Ça a pris le temps que ça a pris, mais nous y voilà.

Je m'avance vers le canapé, là où ma tante est déjà installée avec une télécommande à la main. Pour une fois, elle est vêtue d'une tenue décontractée. Elle porte un jogging beige et a des chaussons de la même couleur. Tout cela change énormément de ses tenues tape-à-l'œil. Enfin, si l'on omet la bague ornée d'un rubis qu'elle porte à l'annulaire.

Ce n'est qu'en tournant mon regard derrière moi que je constate que la télévision est allumée. Il s'agit en réalité d'une vidéo mise en pause. L'image est légèrement brouillée, signe que la vidéo a été prise il y a un moment. Et par "un moment", je veux dire "au moins quarante ans". L'image renvoie un arbre dont les feuilles commencent à tomber, et le ciel gris présent laisse à penser que la vidéo a été tournée en automne.

-De quoi tu voulais me parler, tante Rosa ?

Cette dernière ne détourne pas son regard de l'écran. Cependant, son visage devient encore plus songeur.

-Je voulais te montrer quelques trucs. Sur ta mère et moi.

Je me fige aussitôt. Ma tante compte sûrement me faire des souvenirs qu'elle a avec ma mère et avec un peu de chance, elle m'expliquera pourquoi elles se sont perdues de vue. Je me souviens de la photo que Taylor m'a montré le jour de mon arrivée, celle où l'on voyait ma tante en compagnie de ma mère, alors que cette dernière venait de recevoir son diplôme. Peut-être est-ce après ce moment-là qu'elles ont commencé à s'éloigner l'une de l'autre.

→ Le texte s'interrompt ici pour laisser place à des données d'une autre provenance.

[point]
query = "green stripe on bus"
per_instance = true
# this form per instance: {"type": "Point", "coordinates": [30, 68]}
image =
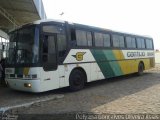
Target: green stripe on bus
{"type": "Point", "coordinates": [108, 67]}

Sans plus attendre, Rosa fait démarrer la vidéo. Je vois la caméra bouger un peu dans tous les sens, avant qu'elle ne se baisse pour montrer une fillette que je reconnais sans peine. Malgré son visage d'enfant, ses cheveux crépus coiffés en pompon, et ses barrettes roses ornant son crâne, elle avait des yeux perçants qui donnent l'impression qu'elle sonde l'âme de quiconque la regarde. Rien qu'à l'expression de son visage, on croirait voir en elle une adulte dans un corps d'enfant.

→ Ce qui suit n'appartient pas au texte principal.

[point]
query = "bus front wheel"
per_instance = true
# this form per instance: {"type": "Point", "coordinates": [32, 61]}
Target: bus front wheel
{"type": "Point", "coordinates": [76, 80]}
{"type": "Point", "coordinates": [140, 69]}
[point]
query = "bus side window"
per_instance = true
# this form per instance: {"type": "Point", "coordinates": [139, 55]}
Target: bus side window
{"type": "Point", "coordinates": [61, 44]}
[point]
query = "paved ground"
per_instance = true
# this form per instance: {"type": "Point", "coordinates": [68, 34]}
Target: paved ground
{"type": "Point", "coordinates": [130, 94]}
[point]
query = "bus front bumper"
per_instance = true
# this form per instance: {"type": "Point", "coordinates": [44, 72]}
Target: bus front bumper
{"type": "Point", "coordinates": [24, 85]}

-C'était moi, ça, me dit-elle comme pour confirmer mes pensées.

-Tu avais quel âge?

-Onze ans. Je venais d'entrer en Sixième.

Sur la vidéo, le bruit du vent est perceptible, mais cela ne m'empêche pas une voix d'homme de se faire entendre.

-Rosa chérie, qu'est-ce que tu voudrais faire, plus tard ?

Le visage de Mini Rosa se fend d'un petit sourire alors qu'elle commence à se dandiner.

-Je veux devenir une grande actrice.

Elle est aussitôt rejointe d'une mini tornade qui se rue vers elle en la serrant dans ses bras. Il s'agit d'une fille plus jeune que Mini Rosa qui avait la même coiffure qu'elle, à part les barrettes qui sont, elles, de couleur orange. Lorsqu'elle lève les yeux vers la caméra, son visage arbore une expression lumineuse. Ses yeux pétillent de malice et son sourire en coin lui donne un air de chipie.

Je la reconnais sans difficulté.

-Maman...

Ça me fait tellement bizarre de la voir ainsi, d'autant que j'ai rarement vu de photo ou de vidéo d'elle en compagnie de ma tante...

-Elle venait d'avoir sept ans, me dit Rosa d'une voix lointaine. Elle a toujours été pleine d'énergie.

A peine achève-t-elle sa phrase que la version enfant de ma mère lance joyeusement:

-Moi plus tard, je serai la première femme noire à être présidente des États-Unis !

Derrière la caméra, l'homme les filmant éclate de rire.

-C'est très bien, ça, ma petite Mariah. Je voterai pour toi sans hésitation !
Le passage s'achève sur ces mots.